Index Definition Default thresholds
hts_mean High temperature stress using tmean 32, 35, 38 °C
hts_max High temperature stress using tmax 36, 39, 42 °C
hse Heat stress event 31 °C
hse_ms Heat stress event for at least two consecutive days 31 °C
cdi_mean Crop duration index 22, 23, 24 °C
cdi_max Crop duration index max temperature 27, 28, 29 °C
lethal Lethal temperatures 43, 46, 49 °C

The reference evapotranspiration measures the influence of the climate on a given plant’s water need7. The function ETo() applies the Blaney-Criddle method, a general theoretical method used when only air-temperature is available locally. It should be noted that this method is not very accurate and aims to provide the order of magnitude of evapotranspitation. The reference evapotranspiration is calculated using the following equation.

Equation [6]

$$ETo = p \times \left(0.46 \times \frac{T_{max} + T_{min}}{2} + 8 \right) \times K_c$$

Where p is the mean daily percentage of annual daytime hours, Tmax is the maximum temperature, Tmin is the minimum temperature, and Kc is the factor for organism water need.

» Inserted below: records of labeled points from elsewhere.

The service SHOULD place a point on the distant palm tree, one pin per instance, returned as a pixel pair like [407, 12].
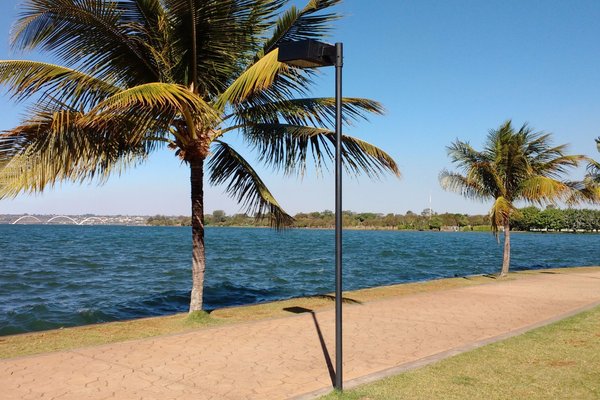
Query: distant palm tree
[594, 167]
[141, 75]
[513, 166]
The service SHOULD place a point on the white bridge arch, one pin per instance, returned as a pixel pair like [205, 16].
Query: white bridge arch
[25, 217]
[91, 219]
[62, 216]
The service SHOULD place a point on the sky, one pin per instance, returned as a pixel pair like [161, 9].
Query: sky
[444, 70]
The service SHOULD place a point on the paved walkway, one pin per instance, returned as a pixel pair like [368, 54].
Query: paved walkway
[290, 357]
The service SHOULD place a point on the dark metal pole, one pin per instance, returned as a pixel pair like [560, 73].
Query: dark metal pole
[339, 62]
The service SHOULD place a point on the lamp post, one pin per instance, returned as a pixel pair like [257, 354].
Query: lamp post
[313, 54]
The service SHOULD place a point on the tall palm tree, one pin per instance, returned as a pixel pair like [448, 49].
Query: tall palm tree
[594, 167]
[515, 165]
[140, 75]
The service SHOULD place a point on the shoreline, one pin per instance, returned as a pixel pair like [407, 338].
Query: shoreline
[110, 332]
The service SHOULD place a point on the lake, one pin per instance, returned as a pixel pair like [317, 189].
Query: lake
[64, 275]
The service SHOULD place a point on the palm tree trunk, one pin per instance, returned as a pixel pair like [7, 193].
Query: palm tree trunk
[198, 257]
[506, 259]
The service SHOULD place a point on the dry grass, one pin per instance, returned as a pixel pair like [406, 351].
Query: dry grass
[69, 338]
[558, 361]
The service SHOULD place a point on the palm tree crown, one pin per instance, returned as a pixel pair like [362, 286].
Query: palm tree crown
[515, 165]
[140, 75]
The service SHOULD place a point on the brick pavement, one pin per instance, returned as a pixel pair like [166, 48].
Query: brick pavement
[291, 357]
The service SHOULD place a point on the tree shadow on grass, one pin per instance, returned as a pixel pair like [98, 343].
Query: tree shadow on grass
[302, 310]
[346, 300]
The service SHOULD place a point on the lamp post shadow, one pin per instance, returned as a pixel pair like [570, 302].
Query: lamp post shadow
[302, 310]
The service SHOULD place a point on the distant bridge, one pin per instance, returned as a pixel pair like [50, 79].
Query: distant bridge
[25, 217]
[69, 220]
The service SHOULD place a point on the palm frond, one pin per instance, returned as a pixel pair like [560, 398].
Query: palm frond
[89, 34]
[28, 78]
[286, 147]
[227, 165]
[463, 185]
[164, 99]
[256, 79]
[308, 111]
[539, 189]
[308, 23]
[227, 35]
[53, 147]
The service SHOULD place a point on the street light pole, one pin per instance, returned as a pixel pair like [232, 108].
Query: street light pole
[339, 63]
[313, 54]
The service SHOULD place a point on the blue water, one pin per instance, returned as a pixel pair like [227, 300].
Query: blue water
[55, 276]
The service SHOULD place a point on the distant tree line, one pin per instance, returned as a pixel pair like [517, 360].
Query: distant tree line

The percentage of daytime hours (p) is calculated internally by the ‘data.frame’ and ‘sf’ methods in ETo() using the given latitude (taken from the inputted object) and date (taken from the inputted day.one). It matches the latitude and date with a table of daylight percentage derived from Brouwer and Heibloem7. The table can be verified using climatrends:::daylight.

References

1.
Prentice, I. C., Cramer, W., Harrison, S. P., Leemans, R., et al. Special Paper: A Global Biome Model Based on Plant Physiology and Dominance, Soil Properties and Climate. Journal of Biogeography 19, 117 (1992).
2.
Wu, J., Guan, D., Yuan, F., Wang, A. & Jin, C. Soil Temperature Triggers the Onset of Photosynthesis in Korean Pine. PLoS ONE 8, e65401 (2013).
3.
Lambers, H., Chapin III, F. S. & Pons, T. L. Plant Physiological Ecology. 620 (2008). doi:10.1007/978-0-387-78341-3
4.
Trnka, M., Rötter, R. P., Ruiz-Ramos, M., Kersebaum, K. C., et al. Adverse weather conditions for European wheat production will become more frequent with climate change. Nature Climate Change 4, 637–643 (2014).
5.
Zohner, C. M., Mo, L., Renner, S. S., Svenning, J.-C., et al. Late-spring frost risk between 1959 and 2017 decreased in North America but increased in Europe and Asia. Proceedings of the National Academy of Sciences 201920816 (2020). doi:10.1073/pnas.1920816117
6.
Challinor, A. J., Koehler, A.-K., Ramirez-Villegas, J., Whitfield, S. & Das, B. Current warming will reduce yields unless maize breeding and seed systems adapt immediately. Nature Climate Change 6, 954–958 (2016).
7.
Brouwer, C. & Heibloem, M. Irrigation water management: Irrigation water needs. (Food; Agriculture Organization of The United Nations, 1986).